Key changes include:

  • Addition of an asm.js validator, which helps Chakra identify and validate that the asm.js code adheres to the asm.js specification.
  • Generation of optimized Type Specialized bytecode. Given that asm.js supports only native types (int, double, float or SIMD values), Chakra takes advantage of the type information to generate optimized Type Specialized bytecode for asm.js code.
  • Faster execution of Type Specialized bytecode by Chakra’s interpreter by utilizing the type information to avoid boxing and unboxing of numeric values, and removing the overhead of generating profile data while interpreting. For non-asm.js JavaScript code, Chakra’s interpreter generates and feeds profile data to the JIT compiler to enable generating highly optimized JIT code. The type specialized bytecode generated for valid asm.js code already has all the data needed by Chakra’s JIT compiler to produce highly optimized machine code. The type specialized interpreter is 4x-5x magnitude faster than the profiling interpreter.
  • Faster code compilation by Chakra’s JIT compiler. Asm.js code is typically generated by using the LLVM compiler and Emscripten toolchain. Chakra’s JIT compiler takes advantage of some of the optimizations that are already available in the asm.js source code generated by the LLVM compiler. For example, Chakra’s JIT compiler avoids doing an inlining pass and takes advantage of code inlining that has been performed on the asm.js code produced by the LLVM compiler. Avoiding analysis for such JIT optimizations not only helps save CPU cycles and battery usage to generate highly optimized code, but also improves the throughput of Chakra’s JIT compiler tremendously.
  • Predictable performance by removal of bailouts from compiled asm.js code. Given the dynamic nature of JavaScript, all modern JavaScript engines support some form of migration to non-optimized code execution, called bailouts, when they determine that the assumptions made by the JIT compilers are no longer valid for the compiled code. Bailouts not only impact performance but also make it unpredictable. Taking advantage of type-safety restrictions posed on valid asm.js code, the code generated by Chakra’s JIT compiler for valid asm.js code is guaranteed to not require bailouts.

JIT Compiler Optimizations for Asm.js

Apart from changes to Chakra’s execution pipeline described above, Chakra’s JIT compiler has also been enhanced to take advantages of the constraints laid out by the asm.js specification. These enhancements help Chakra’s JIT compiler to generate code that could execute at near native code performance – the golden target for all dynamic language JIT compilers. Let’s drill into two such optimization techniques.

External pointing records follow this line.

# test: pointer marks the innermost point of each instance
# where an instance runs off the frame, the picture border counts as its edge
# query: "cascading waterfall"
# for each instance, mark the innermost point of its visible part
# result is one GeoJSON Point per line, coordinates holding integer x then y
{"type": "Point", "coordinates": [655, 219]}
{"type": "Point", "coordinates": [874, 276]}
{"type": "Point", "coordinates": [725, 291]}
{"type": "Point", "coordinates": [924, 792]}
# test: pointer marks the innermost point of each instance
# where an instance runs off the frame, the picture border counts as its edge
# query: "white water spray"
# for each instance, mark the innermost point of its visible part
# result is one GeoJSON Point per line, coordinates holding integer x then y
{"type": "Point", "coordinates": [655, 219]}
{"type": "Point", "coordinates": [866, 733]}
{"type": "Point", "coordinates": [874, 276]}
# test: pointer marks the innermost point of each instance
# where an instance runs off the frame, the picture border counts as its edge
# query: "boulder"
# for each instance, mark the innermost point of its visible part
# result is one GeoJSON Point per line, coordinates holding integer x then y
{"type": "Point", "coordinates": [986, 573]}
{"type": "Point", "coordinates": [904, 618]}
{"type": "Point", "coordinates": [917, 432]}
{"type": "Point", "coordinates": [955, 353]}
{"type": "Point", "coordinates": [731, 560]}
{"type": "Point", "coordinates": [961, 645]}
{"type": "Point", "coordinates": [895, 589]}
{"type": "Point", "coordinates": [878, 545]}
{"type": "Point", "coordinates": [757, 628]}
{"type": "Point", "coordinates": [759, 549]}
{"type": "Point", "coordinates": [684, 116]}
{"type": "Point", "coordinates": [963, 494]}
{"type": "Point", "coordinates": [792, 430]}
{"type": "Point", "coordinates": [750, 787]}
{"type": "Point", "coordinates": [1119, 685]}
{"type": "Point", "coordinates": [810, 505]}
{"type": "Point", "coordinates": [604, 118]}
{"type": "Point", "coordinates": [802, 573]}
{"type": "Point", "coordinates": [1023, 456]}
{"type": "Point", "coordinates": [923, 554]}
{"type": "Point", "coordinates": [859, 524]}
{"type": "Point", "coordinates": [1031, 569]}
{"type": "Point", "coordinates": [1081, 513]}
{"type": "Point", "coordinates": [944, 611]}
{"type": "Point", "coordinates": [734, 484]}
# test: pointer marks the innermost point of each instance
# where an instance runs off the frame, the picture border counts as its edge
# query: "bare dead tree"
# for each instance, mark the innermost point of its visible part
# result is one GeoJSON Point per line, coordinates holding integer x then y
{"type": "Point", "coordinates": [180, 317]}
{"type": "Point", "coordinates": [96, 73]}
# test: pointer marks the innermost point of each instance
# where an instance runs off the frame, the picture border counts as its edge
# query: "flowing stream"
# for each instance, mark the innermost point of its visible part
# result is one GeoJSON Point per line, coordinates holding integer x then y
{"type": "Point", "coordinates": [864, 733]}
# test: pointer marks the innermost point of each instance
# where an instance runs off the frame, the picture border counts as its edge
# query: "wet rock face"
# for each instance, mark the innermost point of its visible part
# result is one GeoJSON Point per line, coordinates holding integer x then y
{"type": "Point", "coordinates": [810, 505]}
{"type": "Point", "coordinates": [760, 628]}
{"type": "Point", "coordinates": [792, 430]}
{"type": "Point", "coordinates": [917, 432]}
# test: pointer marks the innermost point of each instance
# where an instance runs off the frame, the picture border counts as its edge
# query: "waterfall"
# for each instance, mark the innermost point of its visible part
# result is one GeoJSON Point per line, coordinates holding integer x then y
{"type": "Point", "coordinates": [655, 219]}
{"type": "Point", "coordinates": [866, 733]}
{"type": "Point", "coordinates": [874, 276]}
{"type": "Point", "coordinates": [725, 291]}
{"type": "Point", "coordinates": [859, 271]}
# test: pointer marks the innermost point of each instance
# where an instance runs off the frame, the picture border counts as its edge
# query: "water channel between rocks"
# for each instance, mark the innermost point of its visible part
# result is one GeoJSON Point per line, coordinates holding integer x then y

Helper and bailout call elimination

Helper or bailout code acts like a power backup for compiled code in dynamic languages. If any of the assumptions that the JIT compiler makes while compiling the code is invalidated, there needs to be fail safe mechanism to continue execution with correctness. Helpers can be used to handle un-anticipated situations for an operation, and control can then return to the JIT’d code. Bailouts handle situations where the JIT’d code cannot recover from the un-anticipated conditions and control needs to be transferred back to the interpreter to execute the remainder of the current function. For example, if a variable is seen as integer and the compiled code is generated with that assumption, the occurrence of a double should not impact correctness. In such cases, helper or bailout code is used to continue execution, albeit with slower performance. For asm.js code, Chakra does not generate any helper or bailout code.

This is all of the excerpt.